OBJECTIVES: Determine the degree of carotid artery stenosis and factors affecting progression of carotid disease in patients with peripheral arterial disease (PAD).

METHODS: A retrospective analysis of consecutive patients undergoing peripheral vascular studies and carotid duplex ultrasound (DUS) was performed. Incidence of stenosis and disease progression were assessed. Clinical presentation, comorbidities, and aspirin, clopidogrel or statin use were analyzed using univariate and multivariate analysis. Patients with previous carotid intervention or neurologic event were excluded.

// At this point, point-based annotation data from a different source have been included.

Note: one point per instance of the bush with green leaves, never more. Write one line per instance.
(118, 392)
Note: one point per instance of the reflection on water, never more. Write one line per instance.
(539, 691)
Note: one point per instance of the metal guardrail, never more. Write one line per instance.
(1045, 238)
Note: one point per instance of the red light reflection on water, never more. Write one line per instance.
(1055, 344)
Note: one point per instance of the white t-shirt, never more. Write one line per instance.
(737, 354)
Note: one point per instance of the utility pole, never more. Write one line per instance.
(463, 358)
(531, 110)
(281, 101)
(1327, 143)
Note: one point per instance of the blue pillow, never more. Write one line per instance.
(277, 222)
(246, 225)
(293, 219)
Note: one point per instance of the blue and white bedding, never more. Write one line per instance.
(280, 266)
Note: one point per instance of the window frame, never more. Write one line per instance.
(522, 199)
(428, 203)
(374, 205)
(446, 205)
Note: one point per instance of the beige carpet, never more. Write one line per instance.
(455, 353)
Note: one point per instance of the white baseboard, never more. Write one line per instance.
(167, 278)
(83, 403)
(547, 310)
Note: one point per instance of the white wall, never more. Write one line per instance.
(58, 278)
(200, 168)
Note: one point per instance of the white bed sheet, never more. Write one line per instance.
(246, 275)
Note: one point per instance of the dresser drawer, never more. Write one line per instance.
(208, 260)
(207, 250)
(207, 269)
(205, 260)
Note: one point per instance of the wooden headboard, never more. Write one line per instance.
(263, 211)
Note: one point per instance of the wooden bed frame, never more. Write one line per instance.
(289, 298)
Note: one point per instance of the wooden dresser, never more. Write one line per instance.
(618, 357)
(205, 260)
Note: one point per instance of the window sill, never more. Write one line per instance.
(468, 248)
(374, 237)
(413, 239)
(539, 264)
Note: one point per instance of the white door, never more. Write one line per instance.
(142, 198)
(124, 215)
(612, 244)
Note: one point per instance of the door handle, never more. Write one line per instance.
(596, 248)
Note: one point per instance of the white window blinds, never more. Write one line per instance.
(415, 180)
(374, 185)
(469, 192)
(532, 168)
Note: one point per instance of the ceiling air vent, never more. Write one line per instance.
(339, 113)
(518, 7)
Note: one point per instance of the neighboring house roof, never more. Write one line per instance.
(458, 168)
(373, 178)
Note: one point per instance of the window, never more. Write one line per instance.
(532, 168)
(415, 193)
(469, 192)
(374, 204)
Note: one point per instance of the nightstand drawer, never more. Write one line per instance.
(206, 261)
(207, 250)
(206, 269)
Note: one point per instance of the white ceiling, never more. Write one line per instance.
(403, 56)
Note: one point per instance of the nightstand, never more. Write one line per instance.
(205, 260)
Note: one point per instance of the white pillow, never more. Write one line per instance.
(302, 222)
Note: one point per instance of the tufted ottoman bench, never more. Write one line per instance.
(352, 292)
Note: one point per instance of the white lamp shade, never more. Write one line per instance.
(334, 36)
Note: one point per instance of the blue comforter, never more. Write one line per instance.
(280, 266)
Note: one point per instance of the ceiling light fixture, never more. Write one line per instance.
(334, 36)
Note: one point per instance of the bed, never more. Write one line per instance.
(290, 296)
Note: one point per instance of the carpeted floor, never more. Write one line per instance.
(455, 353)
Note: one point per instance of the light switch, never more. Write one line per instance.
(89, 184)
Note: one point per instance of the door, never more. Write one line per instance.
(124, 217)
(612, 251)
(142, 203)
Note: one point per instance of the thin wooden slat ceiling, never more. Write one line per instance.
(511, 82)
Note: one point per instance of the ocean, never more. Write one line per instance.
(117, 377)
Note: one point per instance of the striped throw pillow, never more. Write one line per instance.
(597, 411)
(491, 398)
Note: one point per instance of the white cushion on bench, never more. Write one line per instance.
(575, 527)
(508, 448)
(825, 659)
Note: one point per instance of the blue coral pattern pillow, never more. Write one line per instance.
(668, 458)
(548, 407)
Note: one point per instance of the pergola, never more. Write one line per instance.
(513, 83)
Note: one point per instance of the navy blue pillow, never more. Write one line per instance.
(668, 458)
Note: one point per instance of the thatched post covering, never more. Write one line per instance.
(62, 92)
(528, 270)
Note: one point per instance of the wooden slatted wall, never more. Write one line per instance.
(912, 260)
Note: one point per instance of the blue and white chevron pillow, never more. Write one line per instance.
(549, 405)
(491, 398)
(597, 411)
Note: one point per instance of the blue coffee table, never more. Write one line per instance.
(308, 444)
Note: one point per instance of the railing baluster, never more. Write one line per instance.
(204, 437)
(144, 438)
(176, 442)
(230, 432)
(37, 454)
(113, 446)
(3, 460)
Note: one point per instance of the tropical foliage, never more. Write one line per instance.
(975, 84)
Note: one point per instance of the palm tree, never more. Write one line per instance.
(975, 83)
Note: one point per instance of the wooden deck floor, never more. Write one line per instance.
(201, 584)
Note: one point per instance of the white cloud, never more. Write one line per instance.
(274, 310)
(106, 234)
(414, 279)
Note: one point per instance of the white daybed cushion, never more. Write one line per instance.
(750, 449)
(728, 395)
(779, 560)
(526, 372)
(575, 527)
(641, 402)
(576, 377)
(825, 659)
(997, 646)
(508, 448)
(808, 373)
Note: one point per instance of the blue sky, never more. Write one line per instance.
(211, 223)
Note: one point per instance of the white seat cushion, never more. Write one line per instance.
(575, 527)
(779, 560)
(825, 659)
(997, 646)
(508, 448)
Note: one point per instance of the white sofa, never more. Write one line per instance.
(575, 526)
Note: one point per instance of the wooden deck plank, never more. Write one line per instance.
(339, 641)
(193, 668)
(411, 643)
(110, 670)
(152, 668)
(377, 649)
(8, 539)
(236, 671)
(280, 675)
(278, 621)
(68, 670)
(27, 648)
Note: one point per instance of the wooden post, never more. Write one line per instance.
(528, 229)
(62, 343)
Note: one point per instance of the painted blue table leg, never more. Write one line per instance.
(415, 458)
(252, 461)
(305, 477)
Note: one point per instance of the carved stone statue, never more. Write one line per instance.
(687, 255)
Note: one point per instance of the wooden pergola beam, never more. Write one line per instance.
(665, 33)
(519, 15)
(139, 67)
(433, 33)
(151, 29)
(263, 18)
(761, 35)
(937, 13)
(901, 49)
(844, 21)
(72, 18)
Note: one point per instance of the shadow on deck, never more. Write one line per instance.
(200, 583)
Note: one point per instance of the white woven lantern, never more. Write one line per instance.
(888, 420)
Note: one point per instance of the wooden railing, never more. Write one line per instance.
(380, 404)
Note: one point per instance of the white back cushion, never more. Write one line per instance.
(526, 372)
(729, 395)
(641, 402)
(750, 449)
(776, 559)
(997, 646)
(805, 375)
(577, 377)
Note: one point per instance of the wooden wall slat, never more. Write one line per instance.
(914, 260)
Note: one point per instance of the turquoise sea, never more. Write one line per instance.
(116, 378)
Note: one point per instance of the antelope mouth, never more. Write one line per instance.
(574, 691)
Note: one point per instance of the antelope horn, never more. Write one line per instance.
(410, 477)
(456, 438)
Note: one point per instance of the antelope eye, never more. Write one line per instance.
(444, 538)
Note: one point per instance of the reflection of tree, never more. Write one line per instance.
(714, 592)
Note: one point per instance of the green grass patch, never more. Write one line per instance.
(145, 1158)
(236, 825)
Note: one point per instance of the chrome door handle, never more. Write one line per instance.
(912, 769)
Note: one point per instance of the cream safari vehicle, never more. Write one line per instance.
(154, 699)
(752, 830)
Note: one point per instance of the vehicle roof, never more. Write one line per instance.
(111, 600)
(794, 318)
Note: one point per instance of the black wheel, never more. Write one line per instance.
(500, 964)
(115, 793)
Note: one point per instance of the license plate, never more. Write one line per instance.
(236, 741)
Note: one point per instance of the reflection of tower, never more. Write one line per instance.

RESULTS: Between 2004 and 2010, 1074 carotid arteries in 542 patients underwent DUS with a mean follow-up of 32 (12-84) months for those with repeat DUS. Average age was 72±10 years and 54.2% were male. Initial DUS revealed 20.1% of carotid arteries had stenosis  ≥50% and 1.4% were occluded. Univariate analysis showed ethnicity, smoking, ABI ≤0.5 and ABI 0.51-0.80 were significant factors (p<0.05). ABI≤0.8 and smoking remained significant after multivariate analysis. ABI ≤0.5 had a 26% incidence of carotid artery stenosis (CAS) ≥50% while an ABI 0.51-0.80 had a 24.8% incidence. Aspirin, clopidogrel and statin use at initial DUS was not statistically significant in predicting CAS. Surveillance DUS revealed progression in 11.4% of all carotid arteries. Overall, 23 (2.1%) carotid arteries progressed to clinically relevant disease including transient ischemic attacks (5), stroke (5), ≥80% stenosis (10), or occlusion (3). Univariate analysis revealed hypertension, coronary artery disease, myocardial infarction, smoking and ABI≤0.8 as significantly affecting disease progression (p<0.05). Multivariate analysis revealed CAD and smoking as independent risk factors for disease progression.

CONCLUSIONS: Screening carotid artery DUS is warranted in patients diagnosed with PAD and ABI ≤0.8 or smoking history. Patients with CAD and a history of smoking should undergo surveillance carotid DUS due to significantly higher incidence of disease progression.

AUTHOR DISCLOSURES: F. A. Aiello, Nothing to disclose; J. Burmeister, Nothing to disclose; B. Cohen, Nothing to disclose; M. Espiritu, Nothing to disclose; R. Hoque, Nothing to disclose; J. F. McKinsey, Nothing to disclose; A. J. Meltzer, Nothing to disclose; G. Shrikhande, Nothing to disclose.